不由想起齊奶奶,齊奶奶對安安,別說打罵,就是惡言相向都不曾有過。
鼓勵、讚美、誇獎曾經的樑柔一度擔心,齊奶奶這樣會把孩子給寵壞了。可是到了如今,樑柔想找個再這樣寵孩子的人,卻發現,根本沒有。
最終,只能送安安回幼兒園上課。
安安年後剪了頭髮,是樑柔的決定。安安現在瘦下來了,一頭的長髮怎麼看都像是搶了身體的營養。而且往後她們母女沒有人再照顧了,早上起牀要自己做早飯還要送安安上學,緊接着還要自己上學,樑柔的時間表太滿,根本沒辦法給安安每天扎小辮子。
剪頭髮那天,安安哭了。
這孩子從小就寶貝頭髮,頭髮剛剛長到能扎小辮子的時候,就讓家裡人每天換着花樣給她扎。就連聶焱那時候都沒能倖免,練了一手給安安扎辮子的好技術。
先開始安安很沉默的,等第一剪刀下去,她就掉了淚,也不是那種氣勢高昂的哭,只是眼睛一眨就往下掉眼淚。

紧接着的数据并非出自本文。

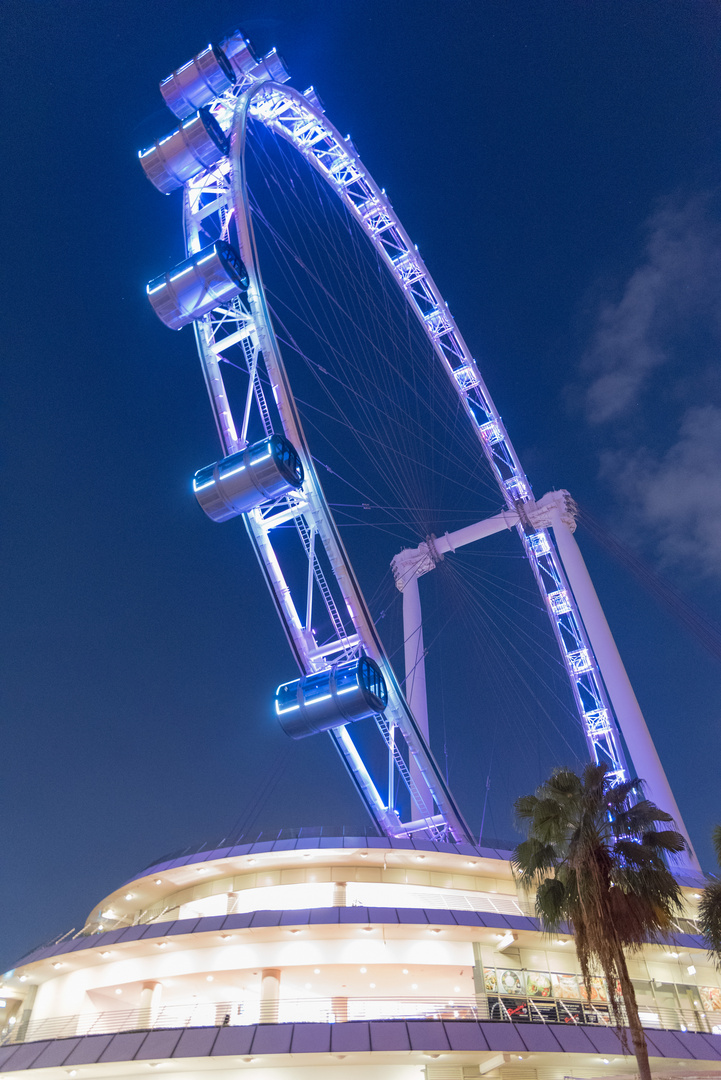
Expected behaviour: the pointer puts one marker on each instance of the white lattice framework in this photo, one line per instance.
(243, 334)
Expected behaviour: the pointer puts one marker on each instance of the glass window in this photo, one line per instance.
(316, 686)
(259, 450)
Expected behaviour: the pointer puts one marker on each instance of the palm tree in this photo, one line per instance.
(709, 909)
(598, 863)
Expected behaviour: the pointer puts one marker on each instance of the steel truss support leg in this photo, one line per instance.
(415, 659)
(626, 707)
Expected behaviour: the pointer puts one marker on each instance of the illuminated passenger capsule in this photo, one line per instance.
(198, 82)
(271, 67)
(343, 693)
(196, 145)
(243, 481)
(212, 277)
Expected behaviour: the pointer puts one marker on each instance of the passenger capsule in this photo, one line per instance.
(240, 52)
(213, 275)
(240, 483)
(270, 68)
(198, 82)
(336, 697)
(196, 145)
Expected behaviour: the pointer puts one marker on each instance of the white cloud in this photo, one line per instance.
(676, 284)
(654, 390)
(676, 497)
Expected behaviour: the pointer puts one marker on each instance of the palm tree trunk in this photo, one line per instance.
(638, 1037)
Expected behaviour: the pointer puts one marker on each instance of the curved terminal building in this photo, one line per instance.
(320, 952)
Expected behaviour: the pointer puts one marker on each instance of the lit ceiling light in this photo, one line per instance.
(506, 940)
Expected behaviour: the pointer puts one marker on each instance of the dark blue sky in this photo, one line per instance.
(557, 165)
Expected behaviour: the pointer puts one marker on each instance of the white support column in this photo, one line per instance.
(647, 763)
(270, 994)
(150, 995)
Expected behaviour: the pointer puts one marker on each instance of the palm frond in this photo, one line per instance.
(716, 840)
(709, 919)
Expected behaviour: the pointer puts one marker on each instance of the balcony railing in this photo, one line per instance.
(338, 1010)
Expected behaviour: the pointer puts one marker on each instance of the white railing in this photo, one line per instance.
(338, 1009)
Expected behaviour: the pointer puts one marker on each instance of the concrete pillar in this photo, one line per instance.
(647, 763)
(150, 996)
(270, 993)
(339, 1009)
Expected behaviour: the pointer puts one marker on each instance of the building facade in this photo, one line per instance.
(320, 953)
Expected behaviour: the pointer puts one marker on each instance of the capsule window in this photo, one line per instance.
(372, 680)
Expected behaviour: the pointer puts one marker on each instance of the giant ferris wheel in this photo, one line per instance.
(236, 115)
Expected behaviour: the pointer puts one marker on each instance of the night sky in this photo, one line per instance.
(557, 165)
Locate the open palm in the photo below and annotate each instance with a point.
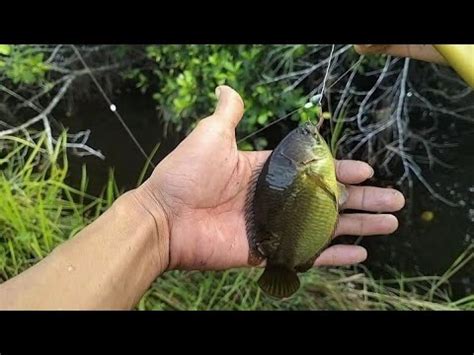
(202, 187)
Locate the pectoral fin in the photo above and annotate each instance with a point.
(320, 182)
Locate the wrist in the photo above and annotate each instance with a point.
(153, 215)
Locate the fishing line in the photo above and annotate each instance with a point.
(112, 107)
(318, 96)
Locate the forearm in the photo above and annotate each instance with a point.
(108, 265)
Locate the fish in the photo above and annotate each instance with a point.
(292, 209)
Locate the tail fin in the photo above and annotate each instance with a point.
(279, 281)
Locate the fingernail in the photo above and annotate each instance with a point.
(372, 172)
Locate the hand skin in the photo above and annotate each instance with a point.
(423, 52)
(189, 216)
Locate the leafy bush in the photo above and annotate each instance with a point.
(22, 64)
(183, 79)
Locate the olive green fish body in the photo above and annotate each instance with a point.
(295, 208)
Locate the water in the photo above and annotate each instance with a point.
(418, 246)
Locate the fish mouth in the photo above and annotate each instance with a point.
(310, 128)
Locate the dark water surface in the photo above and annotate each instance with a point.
(418, 246)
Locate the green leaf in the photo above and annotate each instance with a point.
(5, 49)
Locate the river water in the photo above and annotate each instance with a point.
(418, 247)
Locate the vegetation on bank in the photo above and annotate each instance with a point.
(369, 102)
(39, 210)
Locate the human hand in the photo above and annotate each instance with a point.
(200, 191)
(416, 51)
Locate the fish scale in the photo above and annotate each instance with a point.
(294, 209)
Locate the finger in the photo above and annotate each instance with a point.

樑柔看着心裡難過,就自己也坐下來,把留了多年的長髮,也剪了。
陪着孩子一起吧。
總能安慰下她。
如此一來,母女倆就都剪了齊耳的短髮,安安頭髮剪短之後,更顯的五官精緻,漂亮的讓人挪不開眼睛。美髮沙龍裡的設計師,都要求跟安安合影一張。那些洗頭的小姑娘,更是圍着安安轉,給安安又是拿糖,又是倒水。
安安被人誇的多了,就又高興了起來。
樑柔看安安笑嘻嘻的樣子,摸了摸她的花童頭,“小臭美。”
發現安安還跟以前一樣愛漂亮,樑柔就又高興了一點。連自己多年的長髮被剪,也沒有令她多麼遺憾。
此時站在幼兒園門口,安安點頭,表明自己可以。
樑柔雖擔心,卻還是放手讓安安進去。
只是這一天,她站在了當初聶焱站的位置。氣溫還不是很高,可是樑柔堅持着,她希望女兒在恐懼的時候能一眼看到在外面守候的她。
想要把女兒失去的一切,都拿自己的愛給彌補回來。
安安在幼兒園裡一切如常,老師們甚至反應孩子比上學期乖了很多。
樑柔聽後默默,上學期有齊奶奶跟聶焱煽風點火,安安一度都成了幼兒園裡的女霸王,就是碰上中班的小朋友,都敢跟人家對着幹。現在的安安不愛說話,當然也就沒了從前的小脾氣,老師們都希望孩子乖巧聽話,並不喜歡活潑的孩子。
所以,安安現在,竟然比從前更得老師們喜歡。
樑柔心情複雜的開學,上課。
在她不知道的時候,安安在幼兒園裡被同班的小朋友圍堵,上來就要安安從前經常拿到學校裡來的點心。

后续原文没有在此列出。